The series gives particular weight to Kaczynski’s experiences at Harvard, where he enrolled at the age of 16 and was recruited as a research subject in humiliating psychological experiments conducted by his professor, Henry A. Murray.

“It allows you to go back in time and see this man who did monstrous things but who monstrous things also happened to,” Bettany explains, noting the poignant detail that Kaczynski’s codename in the program was “Lawful,” because he was so obedient.

Bettany makes a distinction between sympathizing with Kaczynski and having empathy for the child he once was. He marvels at Kaczynski’s brilliance — “He was making the epoxy out of the hooves of animals!” — and sees in his choice to target relatively obscure individuals a desire to inflict personal pain.
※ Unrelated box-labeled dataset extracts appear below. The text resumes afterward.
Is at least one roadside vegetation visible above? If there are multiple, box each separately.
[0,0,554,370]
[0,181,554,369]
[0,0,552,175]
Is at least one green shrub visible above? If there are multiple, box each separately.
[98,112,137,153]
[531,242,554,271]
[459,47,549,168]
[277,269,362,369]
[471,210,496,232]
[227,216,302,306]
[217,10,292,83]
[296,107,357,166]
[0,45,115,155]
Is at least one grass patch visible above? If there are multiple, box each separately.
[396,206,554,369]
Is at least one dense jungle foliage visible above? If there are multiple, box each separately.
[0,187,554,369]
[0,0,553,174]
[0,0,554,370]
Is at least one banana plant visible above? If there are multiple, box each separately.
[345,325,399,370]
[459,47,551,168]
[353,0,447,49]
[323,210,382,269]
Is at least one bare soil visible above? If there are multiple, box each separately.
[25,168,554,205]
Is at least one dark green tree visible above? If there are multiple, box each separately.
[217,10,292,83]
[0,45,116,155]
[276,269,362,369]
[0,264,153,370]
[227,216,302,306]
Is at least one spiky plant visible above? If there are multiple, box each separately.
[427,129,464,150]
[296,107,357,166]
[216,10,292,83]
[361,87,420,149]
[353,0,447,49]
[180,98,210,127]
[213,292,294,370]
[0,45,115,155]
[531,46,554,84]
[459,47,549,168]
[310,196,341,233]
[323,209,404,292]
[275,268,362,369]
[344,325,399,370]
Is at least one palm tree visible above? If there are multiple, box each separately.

“Look he’s got an IQ of 168. He could go and sabotage the system, blow up the Hoover Dam, whatever the … he wants to do. He’s that bright. But he doesn’t. Why? It’s peculiar. And I can’t square that circle without thinking that part of him got really, really hurt.”

Aside from Bettany’s tinted glasses — a touch reminiscent of the pair depicted in the famous Unabomber composite sketch — the man who plays the Vision in “The Avengers” appears to have little in common with the reclusive Kaczynski. He is warm and open, heartily recommending his favorite meatballs and a bottle of stout, and chatting with the staff of the restaurant, where he’s a regular. There’s nothing misanthropic about him -- though he does have a charming irreverent streak.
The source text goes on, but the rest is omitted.